Dans une capsule vidéo qui circule sur les médias sociaux ces temps-ci, le chef de la CAQ, François Legault, explique qu’il a fait son deuil de la souveraineté – une souveraineté dont il fut longtemps un partisan ardent, nous le savons.
En gros, nous dit-il, l’indépendance n’arrivera pas, il faut s’y résoudre – ceux qui s’acharnent dans la quête du pays enfermeraient même les Québécois dans un fantasme idéologique politiquement contre-productif. C’est une lecture possible de la situation politique du Québec à ce moment de son histoire et on doit y répondre par des arguments et non par un simple cri d’indignation, comme le font trop de souverainistes qui traitent Legault comme un traître. Il est possible, dans la vie politique d’un homme, de changer d’idée, simplement parce que le contexte historique lui-même a changé. François Legault s’y résout au point de nous dire qu’il s’est réconcilié avec le Canada et que c’est désormais dans le cadre de la fédération qu’il sera nationaliste, puisque telle est notre réalité et qu’il vaut mieux l’accepter plutôt que de vivre dans une fiction mentale. Certains verront là du simple bon sens. En gros, on cherche une autre manière de poursuivre l’aventure québécoise, en renonçant à un projet qu’au fond d’eux-mêmes, les Québécois n’endossent plus.
Mais il faut revenir sur le propos de Legault car il est loin d’être aussi clair qu’il ne le croit: lorsqu’il nous dit s’être réconcilié avec le Canada, que veut-il dire? S’est-il réconcilié avec le Canada des deux peuples fondateurs, celui auquel les Québécois ont historiquement adhéré et qui reposait sur l’idée d’un pacte entre les deux nations?

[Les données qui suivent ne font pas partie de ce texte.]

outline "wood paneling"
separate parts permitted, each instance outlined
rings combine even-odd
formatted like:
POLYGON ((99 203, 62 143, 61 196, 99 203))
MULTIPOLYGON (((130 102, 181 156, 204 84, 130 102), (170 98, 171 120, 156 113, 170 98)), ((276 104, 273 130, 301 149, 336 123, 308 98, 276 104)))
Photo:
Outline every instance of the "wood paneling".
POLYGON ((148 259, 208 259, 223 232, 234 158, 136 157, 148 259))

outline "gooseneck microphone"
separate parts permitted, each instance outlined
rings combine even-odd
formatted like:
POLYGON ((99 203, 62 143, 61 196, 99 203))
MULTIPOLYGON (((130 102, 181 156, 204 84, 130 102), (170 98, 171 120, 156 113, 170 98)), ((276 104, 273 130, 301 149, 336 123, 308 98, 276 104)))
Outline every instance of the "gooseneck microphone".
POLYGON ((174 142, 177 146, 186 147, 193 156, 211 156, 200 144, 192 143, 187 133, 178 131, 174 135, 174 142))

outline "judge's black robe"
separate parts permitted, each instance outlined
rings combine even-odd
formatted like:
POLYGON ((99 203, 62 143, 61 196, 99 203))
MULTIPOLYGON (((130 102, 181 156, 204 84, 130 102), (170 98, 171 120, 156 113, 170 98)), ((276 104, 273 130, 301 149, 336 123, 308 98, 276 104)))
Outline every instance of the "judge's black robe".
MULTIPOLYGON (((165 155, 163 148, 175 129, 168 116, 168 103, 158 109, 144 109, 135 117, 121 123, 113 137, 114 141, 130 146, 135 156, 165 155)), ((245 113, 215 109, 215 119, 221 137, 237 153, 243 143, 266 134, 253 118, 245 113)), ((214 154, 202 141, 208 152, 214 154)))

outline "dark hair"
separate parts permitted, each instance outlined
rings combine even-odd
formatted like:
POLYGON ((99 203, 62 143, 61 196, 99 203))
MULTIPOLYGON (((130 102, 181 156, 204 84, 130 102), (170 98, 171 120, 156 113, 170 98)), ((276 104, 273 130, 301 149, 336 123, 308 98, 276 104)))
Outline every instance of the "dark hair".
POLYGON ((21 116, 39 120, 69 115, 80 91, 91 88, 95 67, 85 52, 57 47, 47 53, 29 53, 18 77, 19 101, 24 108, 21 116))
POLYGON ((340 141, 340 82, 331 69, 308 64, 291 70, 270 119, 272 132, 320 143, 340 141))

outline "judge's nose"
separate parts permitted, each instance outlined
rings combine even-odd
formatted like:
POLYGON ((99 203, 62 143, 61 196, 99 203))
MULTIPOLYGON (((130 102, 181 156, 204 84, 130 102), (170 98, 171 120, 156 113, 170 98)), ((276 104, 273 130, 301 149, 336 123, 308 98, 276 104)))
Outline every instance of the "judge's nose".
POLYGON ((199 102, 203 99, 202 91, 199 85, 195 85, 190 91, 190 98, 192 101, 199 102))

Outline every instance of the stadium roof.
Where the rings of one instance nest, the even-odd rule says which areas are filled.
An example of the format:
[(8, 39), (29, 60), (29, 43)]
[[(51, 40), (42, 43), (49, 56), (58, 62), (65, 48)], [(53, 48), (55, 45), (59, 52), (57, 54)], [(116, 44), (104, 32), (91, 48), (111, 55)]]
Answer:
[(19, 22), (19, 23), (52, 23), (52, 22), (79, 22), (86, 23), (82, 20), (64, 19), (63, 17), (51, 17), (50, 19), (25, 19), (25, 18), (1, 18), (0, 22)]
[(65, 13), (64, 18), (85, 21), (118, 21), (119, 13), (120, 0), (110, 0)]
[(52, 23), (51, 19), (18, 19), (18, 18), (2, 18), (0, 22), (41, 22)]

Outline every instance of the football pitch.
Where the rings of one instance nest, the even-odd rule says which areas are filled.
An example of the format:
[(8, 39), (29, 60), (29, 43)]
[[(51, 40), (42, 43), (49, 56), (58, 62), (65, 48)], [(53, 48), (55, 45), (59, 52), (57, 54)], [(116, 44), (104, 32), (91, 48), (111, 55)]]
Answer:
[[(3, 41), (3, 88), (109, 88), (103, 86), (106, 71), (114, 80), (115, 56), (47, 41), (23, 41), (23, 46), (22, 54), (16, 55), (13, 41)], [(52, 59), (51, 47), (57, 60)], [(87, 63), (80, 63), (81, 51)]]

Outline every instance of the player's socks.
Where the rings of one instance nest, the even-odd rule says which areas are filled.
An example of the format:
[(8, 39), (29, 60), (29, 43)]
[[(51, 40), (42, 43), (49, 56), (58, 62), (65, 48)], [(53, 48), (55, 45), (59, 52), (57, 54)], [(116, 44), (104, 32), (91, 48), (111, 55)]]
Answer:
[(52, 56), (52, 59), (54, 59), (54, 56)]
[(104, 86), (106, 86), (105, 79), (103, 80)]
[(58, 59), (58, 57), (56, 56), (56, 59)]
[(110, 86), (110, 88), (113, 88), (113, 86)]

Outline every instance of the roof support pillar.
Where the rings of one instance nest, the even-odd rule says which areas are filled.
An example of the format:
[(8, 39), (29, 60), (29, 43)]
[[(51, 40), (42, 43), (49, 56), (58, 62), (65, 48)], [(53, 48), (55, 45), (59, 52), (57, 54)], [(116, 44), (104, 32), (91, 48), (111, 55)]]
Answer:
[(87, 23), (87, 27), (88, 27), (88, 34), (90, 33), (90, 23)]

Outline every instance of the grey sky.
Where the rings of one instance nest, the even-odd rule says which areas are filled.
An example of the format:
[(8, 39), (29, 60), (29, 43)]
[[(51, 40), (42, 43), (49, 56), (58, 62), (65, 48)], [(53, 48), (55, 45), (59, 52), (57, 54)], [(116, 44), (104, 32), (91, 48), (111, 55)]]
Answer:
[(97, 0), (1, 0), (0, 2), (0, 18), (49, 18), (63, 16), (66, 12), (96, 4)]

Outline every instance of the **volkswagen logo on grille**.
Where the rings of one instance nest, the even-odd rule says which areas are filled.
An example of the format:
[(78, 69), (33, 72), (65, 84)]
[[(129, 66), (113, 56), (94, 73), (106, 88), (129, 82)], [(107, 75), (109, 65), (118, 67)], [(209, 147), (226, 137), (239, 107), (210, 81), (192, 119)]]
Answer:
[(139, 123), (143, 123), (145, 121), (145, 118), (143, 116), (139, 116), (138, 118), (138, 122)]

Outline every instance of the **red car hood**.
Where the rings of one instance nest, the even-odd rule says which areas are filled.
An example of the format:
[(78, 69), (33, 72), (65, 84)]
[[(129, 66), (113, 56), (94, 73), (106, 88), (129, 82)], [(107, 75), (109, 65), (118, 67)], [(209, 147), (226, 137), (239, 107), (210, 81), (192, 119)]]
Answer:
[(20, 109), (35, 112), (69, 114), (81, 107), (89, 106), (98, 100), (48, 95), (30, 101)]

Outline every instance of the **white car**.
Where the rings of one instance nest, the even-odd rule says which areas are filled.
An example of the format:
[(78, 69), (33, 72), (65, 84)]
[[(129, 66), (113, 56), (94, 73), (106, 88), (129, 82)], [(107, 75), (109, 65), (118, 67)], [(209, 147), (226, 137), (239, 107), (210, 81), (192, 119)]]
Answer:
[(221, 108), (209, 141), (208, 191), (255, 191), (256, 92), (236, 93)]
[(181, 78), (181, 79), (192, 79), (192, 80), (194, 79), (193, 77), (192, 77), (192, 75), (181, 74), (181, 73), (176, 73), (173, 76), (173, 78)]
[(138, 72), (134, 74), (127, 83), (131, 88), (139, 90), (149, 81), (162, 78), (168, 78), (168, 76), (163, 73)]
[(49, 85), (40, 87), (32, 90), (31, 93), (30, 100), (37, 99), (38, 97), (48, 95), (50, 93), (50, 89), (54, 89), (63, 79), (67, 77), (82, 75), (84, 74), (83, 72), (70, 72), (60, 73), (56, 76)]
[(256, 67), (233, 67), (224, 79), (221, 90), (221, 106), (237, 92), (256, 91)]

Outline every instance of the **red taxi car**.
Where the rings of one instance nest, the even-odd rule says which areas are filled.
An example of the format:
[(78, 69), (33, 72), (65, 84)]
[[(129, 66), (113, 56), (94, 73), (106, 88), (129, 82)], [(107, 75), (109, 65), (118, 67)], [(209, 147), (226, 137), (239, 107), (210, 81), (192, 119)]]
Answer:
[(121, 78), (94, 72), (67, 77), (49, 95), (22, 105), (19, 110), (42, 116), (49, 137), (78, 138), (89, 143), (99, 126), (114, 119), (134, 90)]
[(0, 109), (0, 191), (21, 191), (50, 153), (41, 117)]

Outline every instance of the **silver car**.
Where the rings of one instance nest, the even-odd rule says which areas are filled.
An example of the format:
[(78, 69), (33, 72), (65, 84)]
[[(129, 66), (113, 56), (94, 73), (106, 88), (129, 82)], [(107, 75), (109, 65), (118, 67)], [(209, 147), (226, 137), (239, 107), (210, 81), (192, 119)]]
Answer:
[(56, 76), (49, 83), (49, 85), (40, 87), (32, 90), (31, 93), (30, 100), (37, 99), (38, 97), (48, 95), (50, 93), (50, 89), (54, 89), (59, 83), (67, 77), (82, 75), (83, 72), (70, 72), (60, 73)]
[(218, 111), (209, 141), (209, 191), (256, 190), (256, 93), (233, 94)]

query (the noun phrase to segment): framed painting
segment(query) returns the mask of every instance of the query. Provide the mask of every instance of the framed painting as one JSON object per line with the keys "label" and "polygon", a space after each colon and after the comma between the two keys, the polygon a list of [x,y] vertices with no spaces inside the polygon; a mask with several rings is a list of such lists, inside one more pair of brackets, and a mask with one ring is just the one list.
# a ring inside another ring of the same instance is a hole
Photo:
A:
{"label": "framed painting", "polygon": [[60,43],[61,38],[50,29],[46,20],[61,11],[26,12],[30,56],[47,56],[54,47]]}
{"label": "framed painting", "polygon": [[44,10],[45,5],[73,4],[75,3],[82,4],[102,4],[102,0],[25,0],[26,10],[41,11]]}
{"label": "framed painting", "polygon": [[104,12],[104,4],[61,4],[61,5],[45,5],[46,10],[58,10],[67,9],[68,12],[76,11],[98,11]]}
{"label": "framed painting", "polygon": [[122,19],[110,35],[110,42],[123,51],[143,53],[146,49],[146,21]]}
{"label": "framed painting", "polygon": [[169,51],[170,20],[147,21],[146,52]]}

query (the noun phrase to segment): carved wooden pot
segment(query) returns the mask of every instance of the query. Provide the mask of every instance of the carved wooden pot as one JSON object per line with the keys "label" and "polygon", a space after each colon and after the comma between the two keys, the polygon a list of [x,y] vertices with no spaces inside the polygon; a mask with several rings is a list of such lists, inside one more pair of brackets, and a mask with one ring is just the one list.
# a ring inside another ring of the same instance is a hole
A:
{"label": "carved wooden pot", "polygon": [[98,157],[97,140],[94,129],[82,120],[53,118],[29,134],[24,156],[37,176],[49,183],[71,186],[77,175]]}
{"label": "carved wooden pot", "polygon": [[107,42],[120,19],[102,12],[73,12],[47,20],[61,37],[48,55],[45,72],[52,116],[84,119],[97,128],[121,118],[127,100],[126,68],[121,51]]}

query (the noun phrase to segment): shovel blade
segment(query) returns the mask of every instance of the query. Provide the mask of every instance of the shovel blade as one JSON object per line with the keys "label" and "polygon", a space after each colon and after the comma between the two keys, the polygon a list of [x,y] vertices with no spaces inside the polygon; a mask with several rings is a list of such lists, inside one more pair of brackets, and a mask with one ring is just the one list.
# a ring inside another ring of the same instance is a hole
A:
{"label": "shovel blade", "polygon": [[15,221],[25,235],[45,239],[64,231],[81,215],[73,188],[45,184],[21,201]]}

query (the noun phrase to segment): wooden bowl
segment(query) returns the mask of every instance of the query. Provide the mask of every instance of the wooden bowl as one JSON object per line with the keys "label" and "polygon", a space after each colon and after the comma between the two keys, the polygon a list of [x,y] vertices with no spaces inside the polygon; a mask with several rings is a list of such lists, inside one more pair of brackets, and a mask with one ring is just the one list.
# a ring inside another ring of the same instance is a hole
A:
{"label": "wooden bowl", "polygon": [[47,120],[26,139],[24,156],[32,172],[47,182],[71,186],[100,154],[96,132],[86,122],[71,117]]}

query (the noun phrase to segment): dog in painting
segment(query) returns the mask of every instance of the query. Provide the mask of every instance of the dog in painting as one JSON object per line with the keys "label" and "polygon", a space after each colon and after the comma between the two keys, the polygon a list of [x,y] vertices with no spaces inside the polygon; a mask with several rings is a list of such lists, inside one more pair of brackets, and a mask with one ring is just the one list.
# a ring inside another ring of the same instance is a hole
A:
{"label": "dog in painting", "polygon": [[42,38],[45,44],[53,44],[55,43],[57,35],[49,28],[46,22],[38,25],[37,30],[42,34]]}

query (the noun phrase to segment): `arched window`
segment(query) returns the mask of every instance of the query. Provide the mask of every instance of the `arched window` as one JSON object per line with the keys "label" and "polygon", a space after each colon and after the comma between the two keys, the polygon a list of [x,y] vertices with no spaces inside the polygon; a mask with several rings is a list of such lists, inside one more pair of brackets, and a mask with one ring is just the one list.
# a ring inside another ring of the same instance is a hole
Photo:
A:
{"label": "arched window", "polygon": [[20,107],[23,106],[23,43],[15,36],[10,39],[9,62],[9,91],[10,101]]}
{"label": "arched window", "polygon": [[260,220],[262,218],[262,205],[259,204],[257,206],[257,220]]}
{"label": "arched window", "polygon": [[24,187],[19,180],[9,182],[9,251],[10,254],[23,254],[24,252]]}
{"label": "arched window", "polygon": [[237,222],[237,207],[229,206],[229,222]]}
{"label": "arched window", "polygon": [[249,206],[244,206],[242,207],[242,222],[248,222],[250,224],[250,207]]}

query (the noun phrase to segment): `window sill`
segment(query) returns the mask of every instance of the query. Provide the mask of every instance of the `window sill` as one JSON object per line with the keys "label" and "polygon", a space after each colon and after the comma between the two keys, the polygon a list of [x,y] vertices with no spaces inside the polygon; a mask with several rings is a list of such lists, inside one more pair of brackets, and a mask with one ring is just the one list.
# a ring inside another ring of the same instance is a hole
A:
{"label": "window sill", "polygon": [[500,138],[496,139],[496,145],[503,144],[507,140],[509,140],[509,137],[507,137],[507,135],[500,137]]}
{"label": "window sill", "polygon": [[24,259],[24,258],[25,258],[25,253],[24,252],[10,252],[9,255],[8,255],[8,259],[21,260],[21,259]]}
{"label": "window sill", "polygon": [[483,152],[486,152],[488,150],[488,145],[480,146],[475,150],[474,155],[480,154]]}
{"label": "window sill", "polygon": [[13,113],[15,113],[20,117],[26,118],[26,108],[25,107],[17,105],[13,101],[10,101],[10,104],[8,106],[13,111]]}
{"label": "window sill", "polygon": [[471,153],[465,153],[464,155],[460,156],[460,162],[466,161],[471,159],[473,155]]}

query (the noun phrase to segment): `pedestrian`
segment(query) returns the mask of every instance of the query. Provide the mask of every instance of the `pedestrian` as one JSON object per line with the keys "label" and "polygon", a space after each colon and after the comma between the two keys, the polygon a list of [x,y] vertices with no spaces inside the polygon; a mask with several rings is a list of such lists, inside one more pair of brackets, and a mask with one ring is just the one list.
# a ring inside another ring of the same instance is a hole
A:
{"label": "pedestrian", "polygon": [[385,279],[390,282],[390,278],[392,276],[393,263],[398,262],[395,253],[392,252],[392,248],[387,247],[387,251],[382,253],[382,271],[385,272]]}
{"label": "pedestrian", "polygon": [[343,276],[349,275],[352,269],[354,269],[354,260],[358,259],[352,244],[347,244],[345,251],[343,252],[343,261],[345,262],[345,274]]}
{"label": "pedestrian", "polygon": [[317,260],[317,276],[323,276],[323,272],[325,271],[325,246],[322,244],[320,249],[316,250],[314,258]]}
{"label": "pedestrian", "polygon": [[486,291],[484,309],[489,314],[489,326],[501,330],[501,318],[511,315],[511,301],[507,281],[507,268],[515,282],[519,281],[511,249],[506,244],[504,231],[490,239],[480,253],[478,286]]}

Mais ce Canada n’existe plus depuis longtemps et on est en droit de se demander s’il n’a jamais existé, autrement qu’à la manière d’un fantasme québécois ou d’une possibilité inaccomplie dans l’histoire de la fédération. François Legault pense-t-il qu’un Robert Stanfield nouveau genre l’attend dans les provinces anglaises? Ce serait surprenant. S’agit-il alors du Canada de 1982, qui consacre le multiculturalisme comme doctrine officielle et qui repose justement sur la négation de la nation québécoise? Dans ce Canada, la différence québécoise est pourtant pensée comme une forme de suprémacisme ethnique à combattre, comme on l’a encore vu récemment avec la réaction suscitée par la loi 62. Le primat de l’identité québécoise au Québec apparait comme un privilège inadmissible qu’il faut combattre et qui est combattu. Dans le Canada de 1982, quoi qu’on en pense, l’autonomie québécoise est condamnée au ratatinement politique. On devine que François Legault le sait. Veut-il alors se réconcilier avec le Canada en soi tout en combattant le régime de 1982?
Le problème de la CAQ est le suivant: la réconciliation canadienne qu’elle nous propose repose essentiellement sur une illusion. Le Canada tel qu’il est et tel qu’il restera est fondamentalement inhospitalier à la nation québécoise, qu’il ne peut tout simplement reconnaître, puisque cette reconnaissance serait contradictoire avec la nature même du régime qui s’est mis en place en 1982. Il n’y a pas de place pour le Québec dans le Canada sauf s’il content à se définir comme une province comme les autres, soumise au multiculturalisme d’État, et consentant à la soumission graduelle mais inévitable de l’esprit de la loi 101 à celui de la loi fédérale sur les langues officielles, qui réduit le français au statut d’une langue sur deux sur notre territoire national. Si François Legault veut se réconcilier avec le Canada, souhaite-t-il aussi que le Canada se réconcilie avec le Québec et lui accorde enfin la reconnaissance et les pouvoirs nécessaire à la protection de son identité? Ou la réconciliation du Québec avec le Canada est-elle à sens unique, comme si les Québécois, après quelques décennies de nationalisme militant, se rendaient compte qu’ils avaient eu tort de critiquer le Canada et qu’il leur suffisait de faire la paix mentalement avec lui pour que tout se passe bien désormais?
Est-ce que François Legault croit que la question nationale, finalement, reposait sur la mentalité chicanière des nationalistes, et qu’il suffit de s’en délivrer pour vivre heureux dans un pays qui nous voit quand même comme une minorité ethnique intolérante n'acceptant pas de prendre son trou? Il serait intéressant de le savoir.